Es cierto que soy una mierda de persona, pero no tanto como le hago creer a los demás, o al menos no tanto como mi padre o como el mismo padre de esta chica. Soy el tipo de persona con sus sentimientos, de esos que les conmueve el dolor y sufrimiento ajeno y trata de ayudar, así que sí, esta chica remueve esos sentimientos en mi interior. Al fin y al cabo, yo soy el culpable de su desdicha y tengo el deber moral de hacer algo para ayudarla. Y, ¿por qué no? También seré algo egoísta y buscaré un beneficio para mí con ello.
—Hagamos un trato —le propongo y voltea a verme ligeramente, y luego vuelve a desviar la mirada—. Ven conmigo y te prometo que te ayudaré todo lo posible para que, al menos, vuelvas a levantarte de esa silla de ruedas. Sé que no será fácil y llevará tiempo, pero prometo pagar a los mejores fisioterapeutas y a los mejores médicos para que lo logren.
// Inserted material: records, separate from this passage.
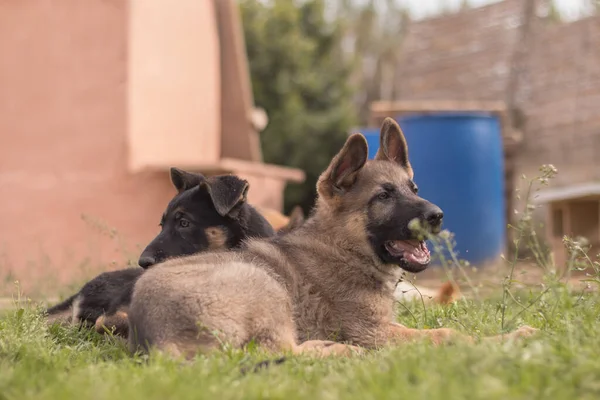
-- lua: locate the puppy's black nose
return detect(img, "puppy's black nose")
[425,206,444,227]
[138,254,156,269]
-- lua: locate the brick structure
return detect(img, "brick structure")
[0,0,304,294]
[384,0,600,268]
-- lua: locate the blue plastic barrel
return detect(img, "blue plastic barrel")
[363,113,506,266]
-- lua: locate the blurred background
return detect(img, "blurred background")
[0,0,600,295]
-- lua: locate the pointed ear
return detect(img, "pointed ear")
[206,175,250,218]
[317,133,369,197]
[375,117,414,179]
[171,167,206,193]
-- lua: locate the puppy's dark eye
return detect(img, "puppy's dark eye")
[377,192,390,200]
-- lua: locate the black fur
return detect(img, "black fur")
[47,168,275,324]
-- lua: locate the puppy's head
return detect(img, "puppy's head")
[138,168,249,268]
[317,118,443,272]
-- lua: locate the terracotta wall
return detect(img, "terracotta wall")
[127,0,221,171]
[0,0,180,295]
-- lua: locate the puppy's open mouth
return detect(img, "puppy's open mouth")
[385,240,431,268]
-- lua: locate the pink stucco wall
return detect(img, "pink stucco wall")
[0,0,180,294]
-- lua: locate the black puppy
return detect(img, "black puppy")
[47,168,275,335]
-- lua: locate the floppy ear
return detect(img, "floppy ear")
[375,117,414,179]
[171,167,206,193]
[317,133,369,197]
[205,175,250,218]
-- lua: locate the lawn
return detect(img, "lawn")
[0,169,600,400]
[0,284,600,400]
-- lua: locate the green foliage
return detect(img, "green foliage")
[239,0,354,212]
[5,287,600,400]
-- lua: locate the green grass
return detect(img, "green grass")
[0,284,600,400]
[0,166,600,400]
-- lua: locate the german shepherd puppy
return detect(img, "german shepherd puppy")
[129,118,535,358]
[47,168,275,335]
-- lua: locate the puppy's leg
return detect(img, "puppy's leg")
[95,310,129,338]
[293,340,364,357]
[387,323,537,345]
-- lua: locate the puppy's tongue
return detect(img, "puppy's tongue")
[386,240,430,264]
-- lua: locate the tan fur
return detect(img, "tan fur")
[254,206,290,231]
[129,120,535,358]
[95,310,129,336]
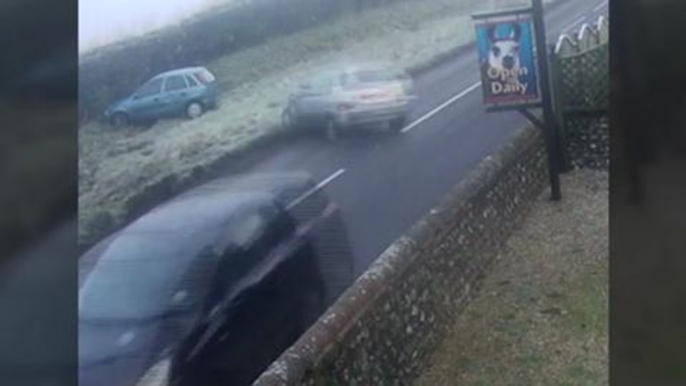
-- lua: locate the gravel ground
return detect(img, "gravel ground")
[415,170,609,386]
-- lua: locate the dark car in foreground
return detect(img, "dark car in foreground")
[79,174,352,386]
[105,67,217,127]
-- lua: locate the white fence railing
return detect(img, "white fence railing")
[555,16,610,57]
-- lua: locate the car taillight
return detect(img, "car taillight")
[338,103,355,111]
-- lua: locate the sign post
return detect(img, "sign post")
[472,0,562,200]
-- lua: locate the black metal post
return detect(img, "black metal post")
[532,0,562,201]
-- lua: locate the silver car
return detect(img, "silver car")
[282,64,415,139]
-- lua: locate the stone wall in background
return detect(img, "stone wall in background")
[255,128,547,386]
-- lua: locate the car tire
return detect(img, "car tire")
[186,102,204,119]
[324,118,340,142]
[389,116,407,134]
[281,108,298,130]
[111,113,131,129]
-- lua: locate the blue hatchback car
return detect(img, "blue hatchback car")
[105,67,217,127]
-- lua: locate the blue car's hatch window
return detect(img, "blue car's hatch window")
[136,78,162,98]
[186,75,198,87]
[164,75,187,92]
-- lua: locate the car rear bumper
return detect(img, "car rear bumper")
[338,102,410,126]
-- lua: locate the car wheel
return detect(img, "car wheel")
[389,116,407,133]
[281,109,298,130]
[186,102,203,119]
[112,113,129,129]
[324,118,340,141]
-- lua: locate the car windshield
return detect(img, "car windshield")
[79,234,220,320]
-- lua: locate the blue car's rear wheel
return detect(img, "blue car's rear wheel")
[186,102,204,119]
[112,113,129,129]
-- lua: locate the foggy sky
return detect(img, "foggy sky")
[78,0,236,52]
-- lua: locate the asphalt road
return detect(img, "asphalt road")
[219,0,608,275]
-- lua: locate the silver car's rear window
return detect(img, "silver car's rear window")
[341,69,407,88]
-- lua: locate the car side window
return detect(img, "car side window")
[136,78,163,98]
[301,75,333,95]
[186,75,198,87]
[164,75,187,92]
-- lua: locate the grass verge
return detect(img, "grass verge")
[79,0,548,246]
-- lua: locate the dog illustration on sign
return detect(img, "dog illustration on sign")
[481,22,528,96]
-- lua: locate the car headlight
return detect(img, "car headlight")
[136,358,171,386]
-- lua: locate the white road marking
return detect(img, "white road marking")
[562,16,586,33]
[401,81,481,133]
[593,1,608,12]
[286,169,345,209]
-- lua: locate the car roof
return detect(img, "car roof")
[79,172,322,285]
[153,67,207,79]
[302,61,404,81]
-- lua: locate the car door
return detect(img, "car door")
[131,77,164,119]
[161,75,189,115]
[298,73,334,119]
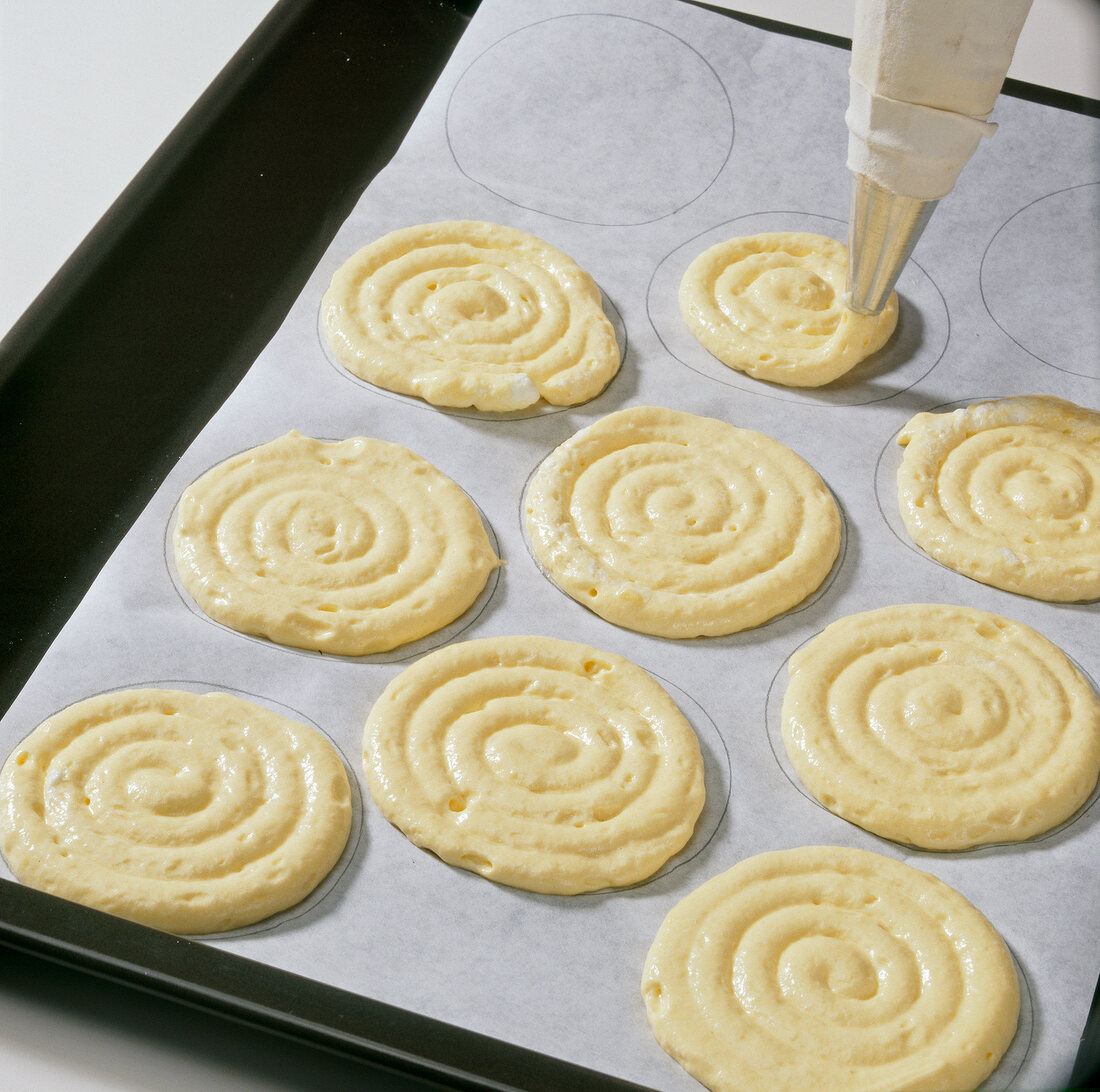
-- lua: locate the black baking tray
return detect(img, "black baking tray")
[0,0,1100,1090]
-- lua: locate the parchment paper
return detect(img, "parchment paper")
[0,0,1100,1090]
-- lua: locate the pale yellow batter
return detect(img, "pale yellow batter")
[782,603,1100,849]
[680,232,898,387]
[363,637,704,895]
[641,846,1020,1092]
[0,690,352,934]
[174,432,499,655]
[898,395,1100,603]
[321,220,619,410]
[526,406,840,638]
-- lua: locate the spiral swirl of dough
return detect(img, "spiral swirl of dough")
[526,406,840,638]
[642,846,1020,1092]
[0,690,352,934]
[782,604,1100,849]
[898,395,1100,603]
[321,221,619,410]
[680,232,898,387]
[175,432,498,655]
[363,637,704,895]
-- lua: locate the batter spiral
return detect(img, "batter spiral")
[174,432,498,655]
[0,690,352,934]
[363,637,704,895]
[526,406,840,638]
[641,846,1020,1092]
[321,221,619,410]
[680,232,898,387]
[782,604,1100,850]
[898,395,1100,603]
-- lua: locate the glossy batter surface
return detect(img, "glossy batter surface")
[898,395,1100,603]
[641,846,1020,1092]
[782,603,1100,849]
[525,406,840,638]
[363,637,704,895]
[680,232,898,387]
[321,220,619,410]
[0,690,352,934]
[174,432,499,655]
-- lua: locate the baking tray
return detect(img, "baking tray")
[0,0,1097,1089]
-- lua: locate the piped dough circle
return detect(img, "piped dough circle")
[525,406,840,638]
[680,232,898,387]
[173,432,498,655]
[321,220,619,411]
[641,846,1020,1092]
[782,603,1100,850]
[363,637,704,895]
[0,690,352,934]
[898,395,1100,603]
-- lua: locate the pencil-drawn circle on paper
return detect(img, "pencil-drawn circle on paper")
[646,210,950,406]
[980,183,1100,379]
[447,14,734,227]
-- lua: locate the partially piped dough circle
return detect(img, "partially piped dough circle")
[0,690,352,934]
[680,231,898,387]
[898,395,1100,603]
[321,220,619,410]
[526,406,840,638]
[782,603,1100,850]
[174,432,499,655]
[641,846,1020,1092]
[363,637,705,895]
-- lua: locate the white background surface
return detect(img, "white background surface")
[0,0,1100,1089]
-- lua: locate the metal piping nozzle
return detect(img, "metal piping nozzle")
[847,174,938,315]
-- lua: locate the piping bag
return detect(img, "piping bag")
[845,0,1032,315]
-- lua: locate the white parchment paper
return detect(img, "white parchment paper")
[0,0,1100,1090]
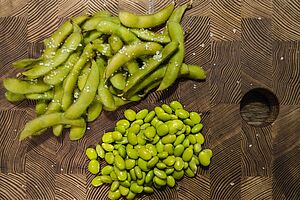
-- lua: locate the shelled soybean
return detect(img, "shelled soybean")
[86,101,212,199]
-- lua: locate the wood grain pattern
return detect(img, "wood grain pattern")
[0,0,300,200]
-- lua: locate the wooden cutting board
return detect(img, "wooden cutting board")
[0,0,300,200]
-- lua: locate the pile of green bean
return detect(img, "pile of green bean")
[86,101,212,199]
[3,4,206,140]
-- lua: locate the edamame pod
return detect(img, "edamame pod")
[19,113,85,141]
[65,60,99,119]
[105,42,162,79]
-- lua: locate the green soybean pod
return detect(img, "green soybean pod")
[126,149,138,160]
[130,182,144,194]
[96,144,105,159]
[114,155,125,170]
[144,186,154,194]
[138,147,152,160]
[182,148,193,162]
[157,123,169,137]
[166,167,175,175]
[174,144,184,156]
[136,172,146,186]
[167,176,175,187]
[85,148,97,160]
[119,185,129,196]
[144,126,156,139]
[101,165,114,175]
[88,160,100,174]
[191,124,203,134]
[91,176,103,187]
[137,158,149,172]
[185,167,195,178]
[117,144,126,159]
[134,166,143,179]
[170,101,183,111]
[126,191,136,200]
[172,170,184,180]
[157,151,169,159]
[153,176,167,186]
[104,152,115,165]
[164,144,174,155]
[145,170,154,184]
[108,35,123,53]
[116,119,130,129]
[135,109,149,119]
[119,3,175,28]
[156,162,167,169]
[144,110,155,123]
[153,167,167,179]
[147,156,159,169]
[174,134,185,147]
[190,112,201,124]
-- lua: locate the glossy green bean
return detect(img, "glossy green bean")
[3,78,52,94]
[123,42,178,92]
[22,32,82,78]
[65,60,99,119]
[119,3,174,28]
[158,22,184,90]
[97,21,140,44]
[43,51,81,85]
[130,29,171,44]
[19,113,85,141]
[105,42,162,79]
[62,43,93,110]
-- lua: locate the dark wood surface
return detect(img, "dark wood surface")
[0,0,300,200]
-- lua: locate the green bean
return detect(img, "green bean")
[167,176,175,187]
[44,20,73,50]
[119,3,174,28]
[22,32,82,78]
[77,62,91,91]
[123,42,178,92]
[81,16,120,33]
[125,60,139,75]
[130,29,171,44]
[144,186,154,193]
[12,56,43,69]
[110,73,126,90]
[62,44,93,110]
[105,42,162,79]
[35,100,48,116]
[158,22,184,90]
[25,90,54,100]
[97,21,140,44]
[65,61,99,119]
[91,176,103,187]
[69,123,86,141]
[43,51,80,85]
[19,113,85,141]
[83,30,102,44]
[71,15,89,25]
[96,57,116,111]
[88,160,100,174]
[108,35,123,54]
[87,96,103,122]
[5,91,25,102]
[93,42,112,57]
[3,78,51,94]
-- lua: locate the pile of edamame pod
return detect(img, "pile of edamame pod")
[3,4,206,140]
[86,101,213,199]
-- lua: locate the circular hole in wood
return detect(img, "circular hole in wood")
[240,88,279,126]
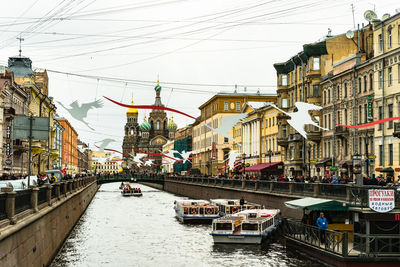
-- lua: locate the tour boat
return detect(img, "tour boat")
[174,200,220,223]
[119,182,129,190]
[121,184,143,197]
[210,199,261,216]
[211,209,280,244]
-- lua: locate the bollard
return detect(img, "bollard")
[346,184,353,202]
[288,182,294,195]
[313,182,319,197]
[61,182,67,197]
[53,183,60,200]
[1,187,17,224]
[45,183,52,206]
[29,185,39,212]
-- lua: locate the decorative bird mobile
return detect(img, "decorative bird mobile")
[269,102,328,139]
[57,99,103,130]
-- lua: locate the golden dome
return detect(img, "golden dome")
[126,100,139,115]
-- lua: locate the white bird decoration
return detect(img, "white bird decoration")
[203,113,248,145]
[95,138,116,152]
[226,150,239,170]
[144,159,153,166]
[269,102,328,139]
[57,99,103,130]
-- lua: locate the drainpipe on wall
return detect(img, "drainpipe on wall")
[328,78,336,173]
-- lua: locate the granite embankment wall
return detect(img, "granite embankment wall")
[0,177,98,267]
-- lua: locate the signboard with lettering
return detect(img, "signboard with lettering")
[368,189,394,212]
[212,142,217,160]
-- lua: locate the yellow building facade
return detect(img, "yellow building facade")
[372,14,400,180]
[192,91,276,175]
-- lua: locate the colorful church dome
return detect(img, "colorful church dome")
[140,116,151,131]
[167,117,178,131]
[126,100,139,115]
[154,81,162,93]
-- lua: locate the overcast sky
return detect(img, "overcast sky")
[0,0,400,153]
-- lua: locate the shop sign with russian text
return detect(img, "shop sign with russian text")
[368,189,394,212]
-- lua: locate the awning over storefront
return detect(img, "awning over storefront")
[378,167,394,172]
[242,161,282,172]
[285,197,349,211]
[315,158,332,167]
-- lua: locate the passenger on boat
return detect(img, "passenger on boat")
[240,196,244,206]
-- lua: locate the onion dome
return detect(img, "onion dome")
[167,117,178,131]
[140,116,151,131]
[154,81,161,93]
[126,100,139,115]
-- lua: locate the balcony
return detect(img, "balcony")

Y, una vez que puedas volver a valerte por ti misma, nos divorciamos, rompemos ese contrato y cada quien sigue su propio camino. ¿Qué dices?
Otra vez me mira, embargada de curiosidad, intriga y desconcierto.
—¿Por qué? —susurra, ceñuda—. ¿Por qué te iba a interesar ayudarme, si ni siquiera nos conocemos?
—Porque créeme, a mí me interesa tanto como a ti, que este matrimonio se disuelva cuanto antes, pero, para lograrlo, necesito que tú estés bien y puedas valerte por ti misma.
Guarda silencio y mira hacia el frente, con la mirada perdida, como si estuviera sumergida en sus propios razonamientos, buscando los pros y los contras de mi propuesta. Cuando parece que ha terminado, regresa la vista a mí.
—Con una condición —dice.
—¿Condición? ¿Qué condición? —Enarco una ceja.
—Que me digas, ¿por qué razón fue que mi padre permitió que me casara contigo? ¿Qué motivo había, para que aceptara dinero de un desconocido, solo para dejarme en sus manos?
Trago, sintiendo que palidezco y que el nerviosismo se apodera de mí.